WWW::Mechanize timeout problem

Marshall has asked for the wisdom of the Perl Monks concerning the following question:

I have a LWP type program using Mechanize that has been running every hour for the past 7 years without problems. All of a sudden, I get an error report that I determined resulted because of a corrupted DB - a duplicate value appeared in a column where all the values should be unique. The code is specifically designed to prevent this. However, I theorized that if 2 instances of the program where running, they could "fight" and cause this problem. But I didn't see how that could possibly happen, until I saw this in the log file:

2022-08-25 04:21:18|Good record fetched here
2022-08-25 04:21:23|Error: Retry Attempt 1 of 3
2022-08-25 05:45:16|Error: Retry Attempt 2 of 3
2022-08-25 05:45:53|Next good page fetched here
[download]

Retry #1 took about 90 minutes!! WOW!

Here is what the ancient code does:

my $success=0;
my $tries=0;
while (! $success and $tries++ < 3) 
{
    eval { $m2->get($fullurl); };
    if (! $@) {
        $success = 1;
    }
    else {
        print STDERR "".cur_gmt()."Error: Retry Attempt $tries of 3\n"
+;
        print LOG    "".cur_gmt()."Error: Retry Attempt $tries of 3\n"
+;
        sleep (2);
    }
}

die "aborted Web Site Error: $!" unless $success; #ultimate failure!! 
+PROGRAM ABORT !!!!
[download]

The retry ultimately succeeds but the long wait time has the effect of pushing the run time into the next hour's timeslot.

This is a normal HTTP (not HTTPS) Url.
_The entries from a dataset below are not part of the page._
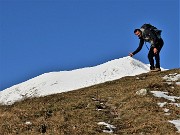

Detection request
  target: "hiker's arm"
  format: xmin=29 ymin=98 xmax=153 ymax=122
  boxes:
xmin=132 ymin=38 xmax=144 ymax=55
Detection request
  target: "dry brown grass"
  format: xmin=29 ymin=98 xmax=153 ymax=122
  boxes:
xmin=0 ymin=69 xmax=180 ymax=135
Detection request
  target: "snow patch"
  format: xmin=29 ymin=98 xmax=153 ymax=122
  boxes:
xmin=0 ymin=56 xmax=149 ymax=105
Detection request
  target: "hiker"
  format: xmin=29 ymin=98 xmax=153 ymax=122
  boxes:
xmin=129 ymin=24 xmax=164 ymax=72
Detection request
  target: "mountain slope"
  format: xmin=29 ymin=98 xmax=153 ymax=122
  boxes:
xmin=0 ymin=69 xmax=180 ymax=135
xmin=0 ymin=57 xmax=149 ymax=104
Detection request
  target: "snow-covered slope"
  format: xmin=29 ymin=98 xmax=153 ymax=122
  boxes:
xmin=0 ymin=56 xmax=149 ymax=105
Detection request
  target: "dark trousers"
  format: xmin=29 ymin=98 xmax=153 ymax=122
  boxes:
xmin=148 ymin=39 xmax=164 ymax=69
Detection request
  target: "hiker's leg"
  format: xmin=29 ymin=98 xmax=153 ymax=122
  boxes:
xmin=148 ymin=47 xmax=154 ymax=70
xmin=155 ymin=39 xmax=164 ymax=68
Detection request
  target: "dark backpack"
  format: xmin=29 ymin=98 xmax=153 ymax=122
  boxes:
xmin=140 ymin=24 xmax=162 ymax=38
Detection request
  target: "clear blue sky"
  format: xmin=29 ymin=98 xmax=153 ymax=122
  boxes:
xmin=0 ymin=0 xmax=180 ymax=90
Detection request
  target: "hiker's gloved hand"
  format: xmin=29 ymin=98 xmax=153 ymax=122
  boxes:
xmin=153 ymin=48 xmax=158 ymax=54
xmin=129 ymin=53 xmax=133 ymax=57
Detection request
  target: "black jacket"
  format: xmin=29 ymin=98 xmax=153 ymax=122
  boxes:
xmin=132 ymin=30 xmax=161 ymax=55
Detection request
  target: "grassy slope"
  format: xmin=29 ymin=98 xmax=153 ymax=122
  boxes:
xmin=0 ymin=69 xmax=180 ymax=135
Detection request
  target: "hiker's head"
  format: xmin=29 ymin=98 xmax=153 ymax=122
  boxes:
xmin=134 ymin=29 xmax=142 ymax=37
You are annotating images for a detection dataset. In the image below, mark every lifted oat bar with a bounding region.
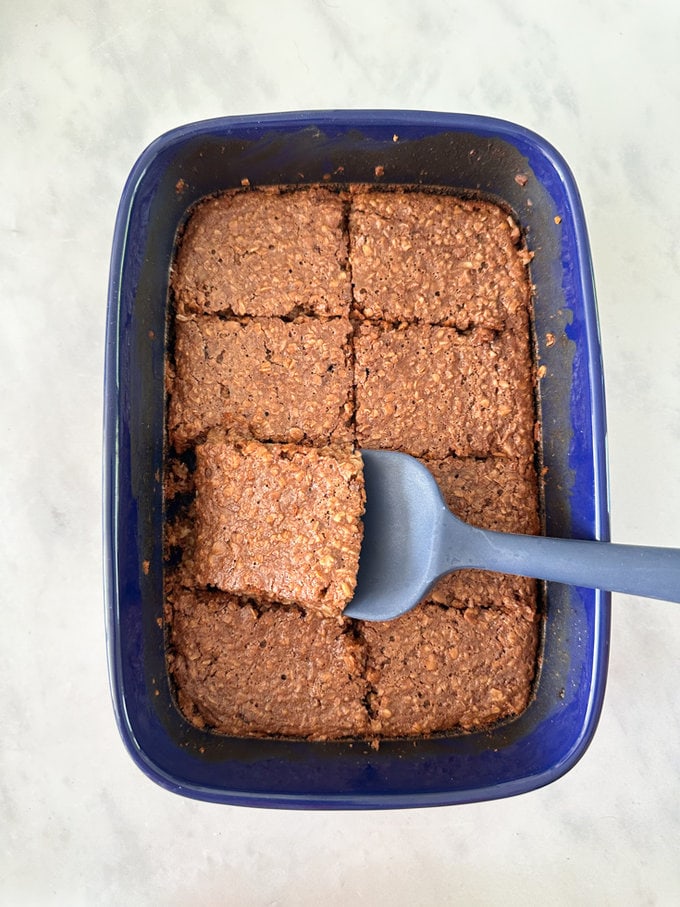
[195,434,365,616]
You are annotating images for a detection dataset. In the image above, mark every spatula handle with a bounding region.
[456,529,680,602]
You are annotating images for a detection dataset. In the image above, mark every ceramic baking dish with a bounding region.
[104,111,609,809]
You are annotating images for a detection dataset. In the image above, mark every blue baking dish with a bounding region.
[104,111,609,809]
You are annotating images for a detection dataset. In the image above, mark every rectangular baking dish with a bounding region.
[104,111,609,809]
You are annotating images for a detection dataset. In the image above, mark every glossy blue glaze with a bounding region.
[104,111,609,809]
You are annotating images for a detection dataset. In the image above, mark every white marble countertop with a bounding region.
[0,0,680,907]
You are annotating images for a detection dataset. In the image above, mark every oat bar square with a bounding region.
[195,436,365,616]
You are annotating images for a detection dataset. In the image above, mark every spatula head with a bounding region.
[344,450,447,621]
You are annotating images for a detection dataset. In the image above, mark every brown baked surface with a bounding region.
[354,313,534,459]
[172,188,352,316]
[362,605,538,737]
[349,189,529,331]
[164,187,540,740]
[168,315,353,450]
[166,588,369,740]
[422,457,540,616]
[195,435,365,616]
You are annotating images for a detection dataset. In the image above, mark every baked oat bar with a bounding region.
[349,189,530,330]
[172,188,352,317]
[166,588,369,740]
[168,315,353,450]
[361,605,538,737]
[354,313,534,459]
[195,435,365,616]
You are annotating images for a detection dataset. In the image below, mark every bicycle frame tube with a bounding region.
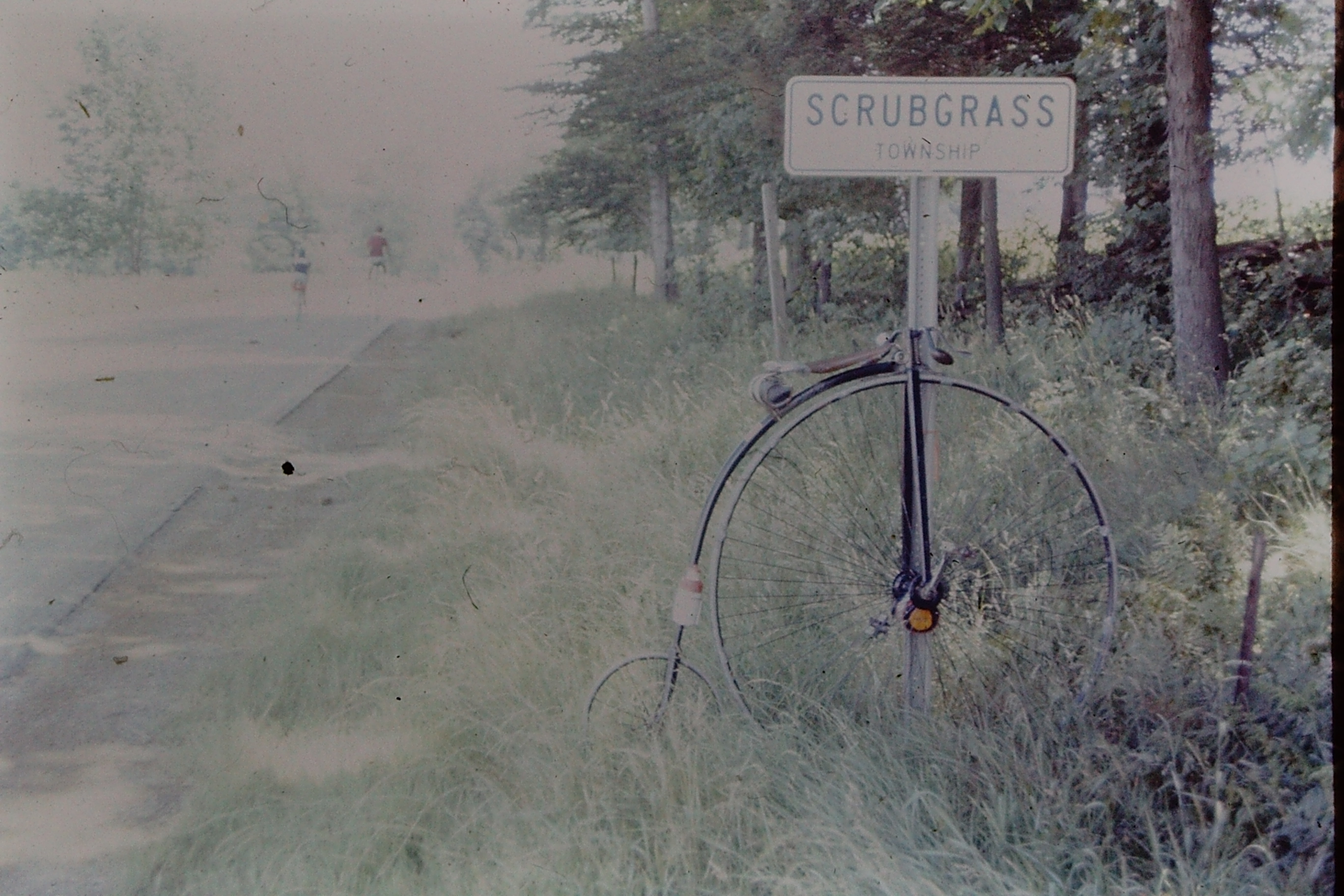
[900,364,933,586]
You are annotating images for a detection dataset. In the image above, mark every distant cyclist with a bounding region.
[294,249,310,321]
[368,224,392,278]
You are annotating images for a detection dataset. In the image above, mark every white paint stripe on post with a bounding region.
[761,180,789,361]
[905,177,939,712]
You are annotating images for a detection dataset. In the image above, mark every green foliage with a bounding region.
[1219,338,1333,493]
[125,291,1333,896]
[16,24,204,274]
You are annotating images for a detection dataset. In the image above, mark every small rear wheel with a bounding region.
[583,653,719,733]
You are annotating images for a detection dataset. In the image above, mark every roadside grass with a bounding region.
[122,293,1333,896]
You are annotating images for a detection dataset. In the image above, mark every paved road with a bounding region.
[0,280,387,678]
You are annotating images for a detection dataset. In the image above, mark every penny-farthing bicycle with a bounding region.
[585,328,1117,729]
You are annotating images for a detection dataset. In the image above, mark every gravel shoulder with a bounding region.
[0,321,444,896]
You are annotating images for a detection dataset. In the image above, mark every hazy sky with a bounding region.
[0,0,571,266]
[0,0,1329,261]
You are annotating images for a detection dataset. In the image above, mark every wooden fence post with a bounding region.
[1232,532,1265,705]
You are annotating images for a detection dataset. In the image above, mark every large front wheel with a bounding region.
[707,372,1117,720]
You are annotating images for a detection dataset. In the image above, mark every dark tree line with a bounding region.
[511,0,1327,395]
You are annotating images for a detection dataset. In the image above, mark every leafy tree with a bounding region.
[19,24,204,274]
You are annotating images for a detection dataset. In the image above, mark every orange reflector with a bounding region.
[906,607,933,631]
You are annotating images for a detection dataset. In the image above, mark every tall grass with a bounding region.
[124,294,1333,896]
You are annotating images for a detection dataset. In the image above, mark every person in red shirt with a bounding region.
[368,224,392,280]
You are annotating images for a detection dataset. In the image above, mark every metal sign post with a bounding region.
[771,77,1077,711]
[903,176,938,712]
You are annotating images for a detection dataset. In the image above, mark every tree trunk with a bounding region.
[1055,99,1089,293]
[1167,0,1228,399]
[953,177,981,318]
[640,0,677,302]
[980,177,1004,345]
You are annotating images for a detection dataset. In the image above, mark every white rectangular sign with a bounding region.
[784,77,1075,177]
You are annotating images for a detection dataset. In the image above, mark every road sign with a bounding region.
[784,77,1075,177]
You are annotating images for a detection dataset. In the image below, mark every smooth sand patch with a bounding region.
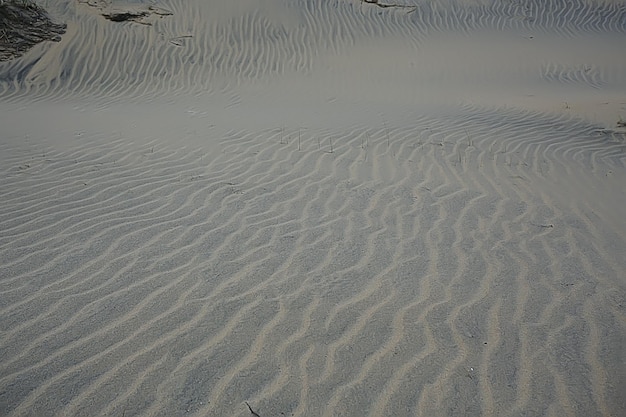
[0,0,626,417]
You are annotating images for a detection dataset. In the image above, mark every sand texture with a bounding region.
[0,0,626,417]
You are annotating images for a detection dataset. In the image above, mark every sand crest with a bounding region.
[0,0,626,417]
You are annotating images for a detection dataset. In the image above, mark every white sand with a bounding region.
[0,0,626,417]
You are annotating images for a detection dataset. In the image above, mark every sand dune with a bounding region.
[0,0,626,417]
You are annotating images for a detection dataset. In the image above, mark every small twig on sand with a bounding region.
[361,0,417,13]
[246,401,261,417]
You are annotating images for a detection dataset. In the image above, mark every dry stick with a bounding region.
[246,401,261,417]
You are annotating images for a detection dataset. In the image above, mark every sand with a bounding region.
[0,0,626,417]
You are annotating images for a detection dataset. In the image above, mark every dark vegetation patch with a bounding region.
[0,0,67,61]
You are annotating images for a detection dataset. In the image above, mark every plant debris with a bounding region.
[0,0,67,61]
[80,0,174,26]
[102,11,150,23]
[361,0,417,11]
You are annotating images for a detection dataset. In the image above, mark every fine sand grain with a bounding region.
[0,0,626,417]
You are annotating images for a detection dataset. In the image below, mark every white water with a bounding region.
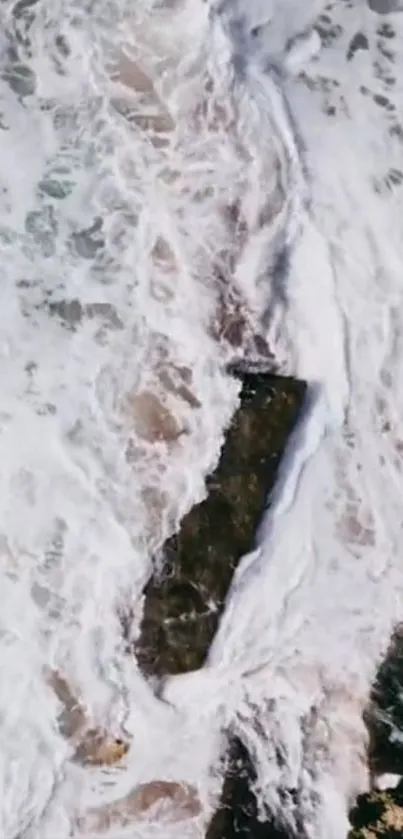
[0,0,403,839]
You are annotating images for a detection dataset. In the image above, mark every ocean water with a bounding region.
[0,0,403,839]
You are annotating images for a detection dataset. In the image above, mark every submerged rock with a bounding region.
[206,737,291,839]
[136,373,305,676]
[77,781,201,836]
[349,626,403,839]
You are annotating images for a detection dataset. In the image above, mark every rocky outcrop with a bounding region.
[136,373,305,676]
[206,736,291,839]
[349,626,403,839]
[349,784,403,839]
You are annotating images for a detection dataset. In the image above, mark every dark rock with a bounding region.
[365,626,403,775]
[136,371,305,676]
[349,626,403,839]
[206,736,291,839]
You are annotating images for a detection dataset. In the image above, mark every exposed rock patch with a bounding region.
[136,373,305,676]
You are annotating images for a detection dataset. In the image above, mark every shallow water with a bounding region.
[0,0,403,839]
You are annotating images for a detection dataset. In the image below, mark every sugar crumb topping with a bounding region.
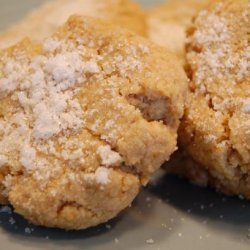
[0,24,145,189]
[187,3,250,113]
[97,145,122,167]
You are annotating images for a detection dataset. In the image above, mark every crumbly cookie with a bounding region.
[180,0,250,199]
[0,0,146,48]
[0,16,187,229]
[147,0,213,59]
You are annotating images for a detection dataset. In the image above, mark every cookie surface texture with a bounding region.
[180,0,250,199]
[0,0,146,48]
[0,16,187,229]
[147,0,212,59]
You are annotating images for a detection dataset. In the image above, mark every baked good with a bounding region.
[180,0,250,199]
[0,16,187,229]
[147,0,213,60]
[0,0,146,48]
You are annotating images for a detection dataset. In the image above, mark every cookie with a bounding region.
[0,0,146,48]
[0,16,187,229]
[147,0,213,60]
[180,0,250,199]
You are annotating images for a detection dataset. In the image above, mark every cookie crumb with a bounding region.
[146,238,155,244]
[24,227,32,234]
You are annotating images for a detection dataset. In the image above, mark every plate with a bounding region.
[0,0,250,250]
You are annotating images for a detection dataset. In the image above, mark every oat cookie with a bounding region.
[0,16,187,229]
[0,0,146,48]
[147,0,213,59]
[180,0,250,199]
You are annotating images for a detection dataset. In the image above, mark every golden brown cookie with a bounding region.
[180,0,250,199]
[0,0,146,48]
[0,16,187,229]
[147,0,213,59]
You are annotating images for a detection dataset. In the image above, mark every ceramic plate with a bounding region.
[0,0,250,250]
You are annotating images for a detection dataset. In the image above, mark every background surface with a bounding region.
[0,0,250,250]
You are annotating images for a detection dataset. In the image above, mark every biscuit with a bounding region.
[0,0,146,48]
[147,0,213,60]
[0,16,187,229]
[180,0,250,199]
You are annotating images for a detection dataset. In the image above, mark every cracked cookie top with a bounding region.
[0,16,186,228]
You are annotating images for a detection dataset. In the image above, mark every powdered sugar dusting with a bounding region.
[187,1,250,113]
[0,17,146,195]
[98,145,122,167]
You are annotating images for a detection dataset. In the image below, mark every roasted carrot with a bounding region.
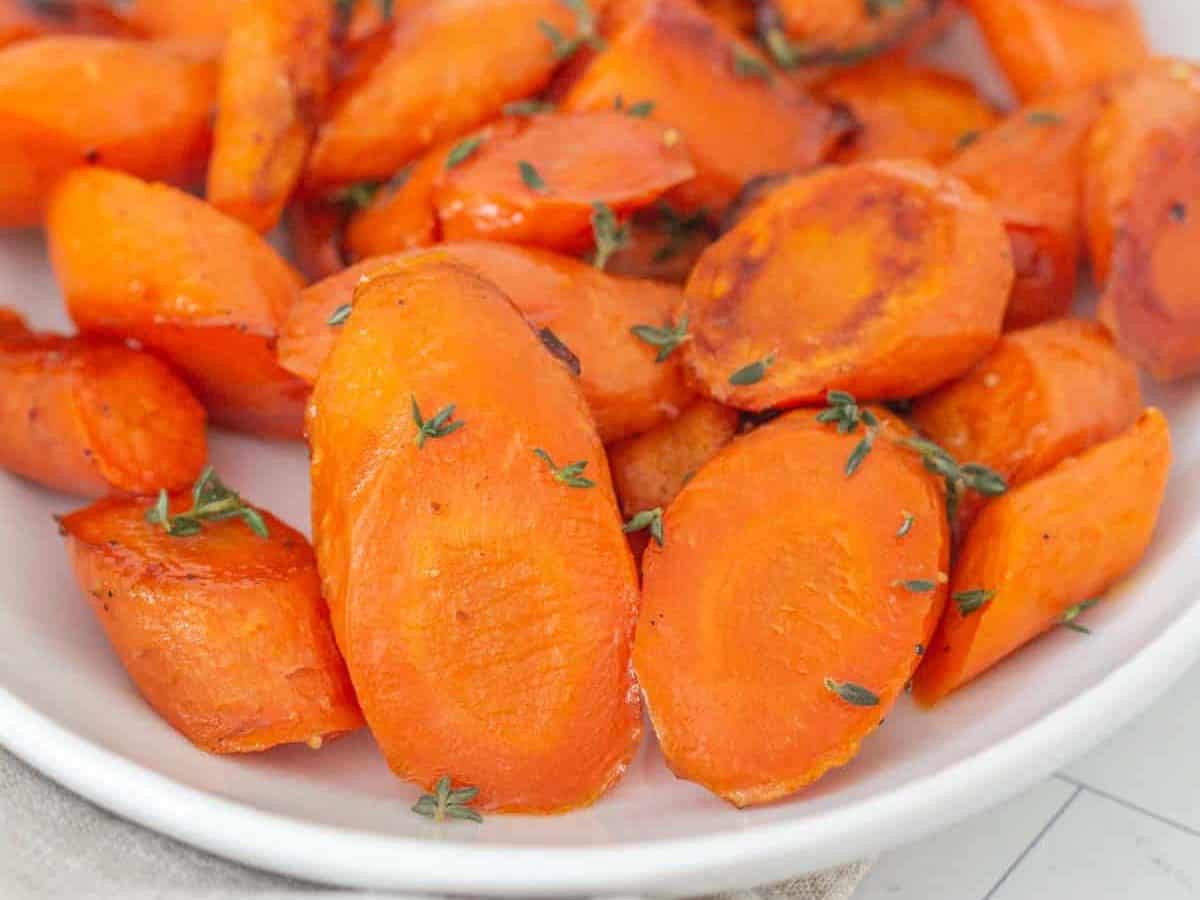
[310,0,598,185]
[47,168,307,437]
[0,36,216,226]
[913,319,1142,522]
[634,412,949,806]
[434,112,695,251]
[278,242,692,442]
[946,89,1099,329]
[0,310,208,496]
[820,56,997,164]
[61,473,362,754]
[965,0,1150,100]
[562,0,840,216]
[310,251,641,812]
[208,0,334,232]
[1085,60,1200,380]
[913,409,1171,706]
[684,161,1013,410]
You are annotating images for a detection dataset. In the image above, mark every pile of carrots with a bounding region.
[0,0,1185,820]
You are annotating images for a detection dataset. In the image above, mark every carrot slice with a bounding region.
[0,310,208,496]
[946,90,1099,329]
[1086,60,1200,380]
[562,0,839,215]
[208,0,334,232]
[47,169,307,437]
[913,319,1142,522]
[61,481,362,754]
[0,36,216,226]
[278,242,692,442]
[820,58,997,164]
[685,161,1013,410]
[634,412,949,806]
[965,0,1150,100]
[310,251,641,812]
[308,0,599,185]
[913,409,1171,706]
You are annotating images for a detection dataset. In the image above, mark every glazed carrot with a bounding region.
[946,90,1099,329]
[562,0,839,215]
[608,400,740,518]
[0,36,216,226]
[208,0,334,232]
[913,319,1142,521]
[0,310,208,496]
[820,58,997,164]
[278,242,692,442]
[684,161,1013,410]
[61,480,362,754]
[634,412,949,806]
[47,169,307,437]
[965,0,1150,100]
[913,409,1171,706]
[434,112,695,251]
[1085,60,1200,379]
[310,251,641,812]
[310,0,599,185]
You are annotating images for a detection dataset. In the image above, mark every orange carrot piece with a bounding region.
[820,58,997,164]
[1085,60,1200,380]
[684,161,1013,412]
[965,0,1150,100]
[634,412,949,806]
[0,36,216,227]
[47,169,307,437]
[434,112,695,251]
[61,492,362,754]
[310,251,641,812]
[208,0,334,232]
[913,409,1171,706]
[308,0,598,185]
[913,319,1142,522]
[562,0,839,215]
[0,310,208,497]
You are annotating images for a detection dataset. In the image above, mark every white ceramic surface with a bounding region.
[0,0,1200,896]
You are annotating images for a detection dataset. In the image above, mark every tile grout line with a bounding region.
[983,785,1084,900]
[1055,773,1200,838]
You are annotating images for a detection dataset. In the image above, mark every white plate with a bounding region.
[0,0,1200,896]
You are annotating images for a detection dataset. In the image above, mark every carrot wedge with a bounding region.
[61,475,362,754]
[47,169,307,437]
[308,251,641,812]
[208,0,334,232]
[634,412,949,806]
[684,161,1013,412]
[0,310,208,496]
[913,409,1171,706]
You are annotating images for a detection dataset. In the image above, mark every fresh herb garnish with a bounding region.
[824,678,880,707]
[630,313,691,362]
[410,395,467,450]
[534,446,596,487]
[413,775,484,822]
[623,506,664,547]
[145,466,270,538]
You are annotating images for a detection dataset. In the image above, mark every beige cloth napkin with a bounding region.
[0,749,866,900]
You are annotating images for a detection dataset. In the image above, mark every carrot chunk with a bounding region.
[48,169,307,437]
[0,36,216,227]
[208,0,334,232]
[684,161,1013,410]
[310,251,641,812]
[61,482,362,754]
[913,409,1171,706]
[0,310,208,496]
[634,412,949,806]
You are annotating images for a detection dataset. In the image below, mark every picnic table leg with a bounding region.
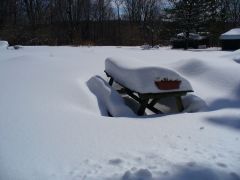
[176,96,184,112]
[108,77,113,86]
[137,99,149,116]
Over the years, there could be that a lot of things that have changed at the website's end. I have no idea. The default timeout for Mechanize is supposed to be about 3 minutes - it really doesn't matter to me as long as it is not measured in hours! I don't know how often this super long request problem happens. A retry historically happens about every 2-3K requests with this particular site and a couple seconds later, all is well. I have no idea what is actually causing the hang.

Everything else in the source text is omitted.